Mithilfe von modernen Mikroskopieverfahren konnten Kalziumkanäle mit weniger als einem Mikrometer Durchmesser beobachtet werden. Die meisten Kalziumkanäle im Bereich der präsynaptischen Membran sind demnach sehr mobil und ändern ständig ihre Position.

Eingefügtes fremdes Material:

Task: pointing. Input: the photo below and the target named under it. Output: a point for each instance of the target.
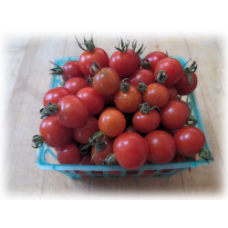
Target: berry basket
(99, 171)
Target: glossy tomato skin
(106, 81)
(173, 94)
(154, 58)
(184, 87)
(82, 133)
(54, 134)
(146, 123)
(71, 70)
(124, 63)
(143, 75)
(161, 147)
(54, 95)
(99, 158)
(174, 115)
(131, 150)
(128, 102)
(87, 58)
(172, 68)
(73, 112)
(76, 84)
(68, 154)
(156, 95)
(189, 141)
(112, 122)
(94, 101)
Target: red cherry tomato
(109, 99)
(173, 94)
(156, 95)
(82, 133)
(129, 101)
(72, 112)
(143, 75)
(99, 158)
(112, 123)
(55, 95)
(146, 123)
(124, 63)
(68, 154)
(93, 100)
(161, 147)
(130, 150)
(184, 87)
(106, 81)
(54, 134)
(189, 141)
(76, 84)
(174, 115)
(172, 68)
(130, 128)
(71, 70)
(154, 58)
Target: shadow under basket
(101, 171)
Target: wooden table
(24, 70)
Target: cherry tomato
(189, 141)
(72, 112)
(128, 99)
(173, 94)
(94, 101)
(112, 123)
(124, 63)
(161, 147)
(130, 128)
(174, 115)
(106, 81)
(55, 94)
(130, 150)
(109, 99)
(154, 58)
(143, 75)
(99, 158)
(82, 133)
(146, 123)
(184, 87)
(156, 95)
(76, 84)
(68, 154)
(54, 134)
(172, 68)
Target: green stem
(50, 109)
(37, 141)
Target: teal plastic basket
(101, 171)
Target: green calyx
(145, 63)
(110, 160)
(49, 110)
(122, 46)
(95, 68)
(37, 141)
(124, 86)
(206, 155)
(142, 87)
(145, 108)
(140, 50)
(191, 121)
(88, 43)
(190, 70)
(162, 76)
(56, 70)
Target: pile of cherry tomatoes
(121, 110)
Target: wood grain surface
(24, 67)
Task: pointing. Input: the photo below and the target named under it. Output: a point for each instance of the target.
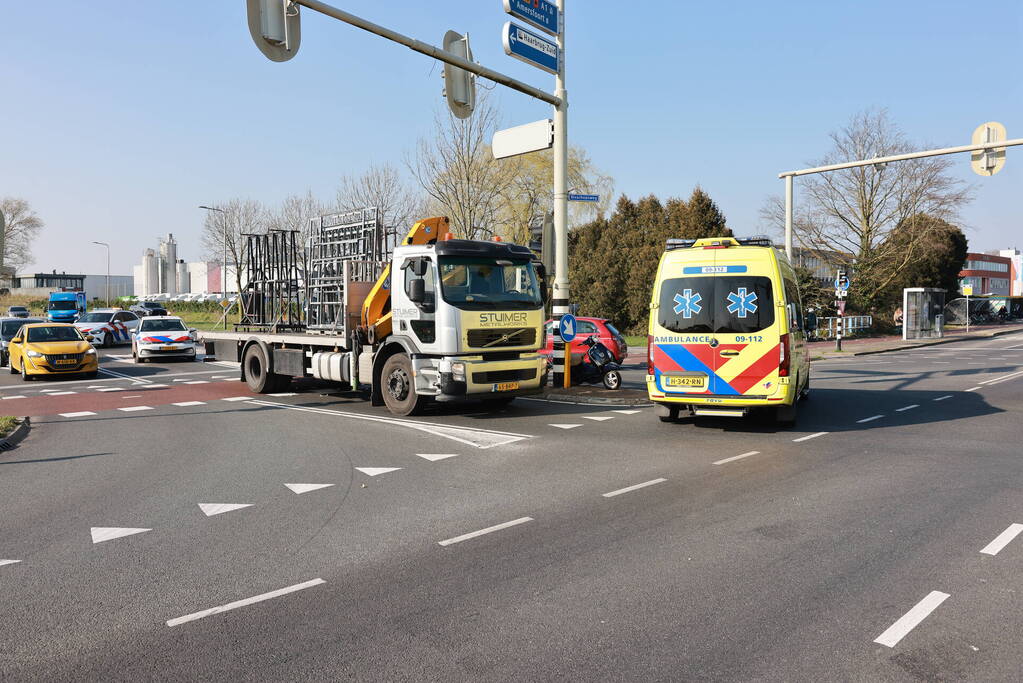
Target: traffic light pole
(789, 175)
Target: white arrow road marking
(210, 509)
(241, 603)
(373, 471)
(1003, 539)
(306, 488)
(481, 439)
(912, 619)
(100, 534)
(434, 457)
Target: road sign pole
(788, 217)
(560, 301)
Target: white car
(162, 336)
(108, 326)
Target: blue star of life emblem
(742, 303)
(687, 303)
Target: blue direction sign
(539, 13)
(567, 327)
(530, 47)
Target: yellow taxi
(51, 349)
(726, 331)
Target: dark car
(8, 328)
(144, 309)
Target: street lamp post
(223, 274)
(107, 270)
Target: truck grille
(61, 360)
(492, 376)
(488, 338)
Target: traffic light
(541, 240)
(459, 85)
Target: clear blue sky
(120, 118)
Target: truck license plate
(692, 381)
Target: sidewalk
(880, 345)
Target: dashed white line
(1003, 539)
(812, 436)
(736, 457)
(482, 532)
(612, 494)
(241, 603)
(912, 619)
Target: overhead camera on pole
(459, 85)
(274, 28)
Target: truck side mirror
(417, 290)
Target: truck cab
(65, 306)
(466, 317)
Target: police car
(163, 336)
(107, 326)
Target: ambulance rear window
(739, 305)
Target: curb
(561, 397)
(907, 347)
(15, 437)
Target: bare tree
(383, 186)
(856, 212)
(227, 227)
(460, 175)
(23, 227)
(295, 213)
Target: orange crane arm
(376, 307)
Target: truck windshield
(470, 282)
(740, 305)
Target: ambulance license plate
(690, 381)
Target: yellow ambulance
(726, 331)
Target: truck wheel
(258, 376)
(398, 386)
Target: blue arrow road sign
(530, 47)
(539, 13)
(567, 327)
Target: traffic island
(12, 430)
(596, 396)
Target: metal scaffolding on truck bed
(271, 299)
(343, 251)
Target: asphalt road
(170, 530)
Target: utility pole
(107, 270)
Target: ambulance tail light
(785, 354)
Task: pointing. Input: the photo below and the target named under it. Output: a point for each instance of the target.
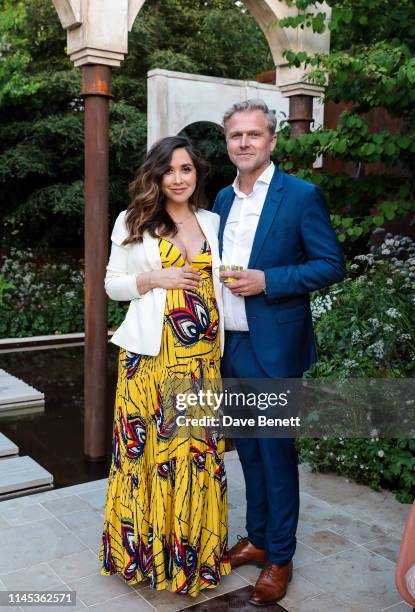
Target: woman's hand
(169, 278)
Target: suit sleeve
(325, 263)
(217, 205)
(119, 285)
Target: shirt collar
(265, 178)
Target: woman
(166, 508)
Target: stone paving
(348, 541)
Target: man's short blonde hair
(251, 105)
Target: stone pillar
(292, 81)
(97, 33)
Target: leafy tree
(41, 112)
(371, 66)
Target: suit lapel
(224, 214)
(269, 210)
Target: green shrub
(44, 298)
(364, 329)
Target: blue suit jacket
(298, 250)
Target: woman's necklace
(183, 220)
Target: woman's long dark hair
(147, 211)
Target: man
(277, 228)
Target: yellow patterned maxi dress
(166, 508)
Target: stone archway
(171, 106)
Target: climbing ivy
(371, 65)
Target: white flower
(377, 348)
(356, 336)
(374, 322)
(393, 313)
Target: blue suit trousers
(270, 467)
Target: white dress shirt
(238, 238)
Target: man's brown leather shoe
(245, 552)
(272, 583)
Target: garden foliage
(371, 66)
(41, 112)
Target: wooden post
(96, 90)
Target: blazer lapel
(269, 210)
(224, 214)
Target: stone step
(17, 397)
(7, 447)
(23, 475)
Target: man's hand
(249, 282)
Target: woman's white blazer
(141, 330)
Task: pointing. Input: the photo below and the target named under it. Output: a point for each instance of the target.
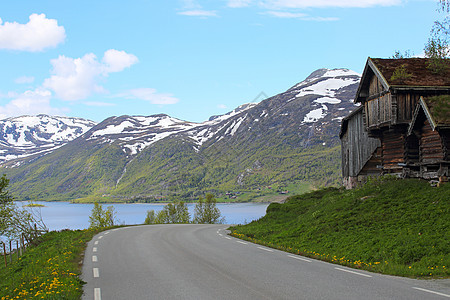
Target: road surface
(202, 262)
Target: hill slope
(290, 137)
(397, 227)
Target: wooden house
(389, 92)
(428, 139)
(361, 155)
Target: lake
(62, 215)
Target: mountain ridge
(274, 141)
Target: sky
(190, 59)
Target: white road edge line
(97, 294)
(265, 249)
(300, 258)
(353, 272)
(432, 292)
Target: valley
(290, 139)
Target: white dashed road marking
(97, 294)
(265, 249)
(353, 272)
(432, 292)
(300, 258)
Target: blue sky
(190, 59)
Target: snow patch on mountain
(316, 114)
(38, 135)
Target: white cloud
(280, 14)
(30, 103)
(151, 95)
(283, 4)
(24, 79)
(199, 13)
(76, 79)
(239, 3)
(99, 104)
(278, 4)
(36, 35)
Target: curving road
(202, 262)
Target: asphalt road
(203, 262)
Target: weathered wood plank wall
(431, 148)
(357, 146)
(393, 144)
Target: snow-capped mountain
(134, 134)
(290, 136)
(37, 135)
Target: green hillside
(398, 227)
(173, 170)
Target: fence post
(4, 254)
(10, 251)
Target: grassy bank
(397, 227)
(49, 270)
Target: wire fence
(12, 250)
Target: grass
(49, 270)
(397, 227)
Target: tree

Bei der Übertragung von Informationen spielt Kalzium in Nervenzellen eine wichtige Rolle. Die Öffnung von Kalziumkanälen initiiert die Freisetzung von Neurotransmittern und somit die Kommunikation synaptisch verbundener Nervenzellen, doch wie organisiert sind diese Kanäle in der präsynaptischen Membran? Forscher um Dr. Martin Heine vom Leibniz-Institut für Neurobiologie (LIN) in Magdeburg schließen aus den gewonnenen Kenntnissen, dass das molekulare Zusammenspiel innerhalb der Synapsen sehr dynamisch ist. Experimentelle Befunde und computergestützte Simulationen legen zudem nahe, dass diese Mobilität wesentlich zu einer konstanten synaptischen Signalübertragung beiträgt. „Die Kalziumkanäle müssen an der Stelle sein, wo sie gebraucht werden. Ihre Anpassungsfähigkeit ist sehr wichtig, damit die Synapsen funktionieren. Schließlich erfolgt die Signalübertragung innerhalb von Millisekunden“, erklärt Studienleiter Martin Heine. Methodisch haben die Wissenschaftler in dieser Arbeit mit der Lokalisations- und der STED-Mikroskopie gleich zwei moderne Verfahren angewendet, deren Entwicklung im vergangenen Jahr mit dem Chemie-Nobelpreis ausgezeichnet wurde. Durch diese Verfahren können die Kanäle in Strukturen mit deutlich weniger als einem Mikrometer Durchmesser beobachtet werden. Elektrophysiologische und elektronenmikroskopische Untersuchungen komplementieren die Ergebnisse. „Unsere Vorgehensweise lässt Aussagen über Kalziumkanäle in Synapsen zu, die über die auf biochemischen, zellanatomischen und physiologischen Befunden beruhenden Erkenntnisse hinausgehen und diese zum Teil in einem anderen Licht erscheinen lassen“, so Heine.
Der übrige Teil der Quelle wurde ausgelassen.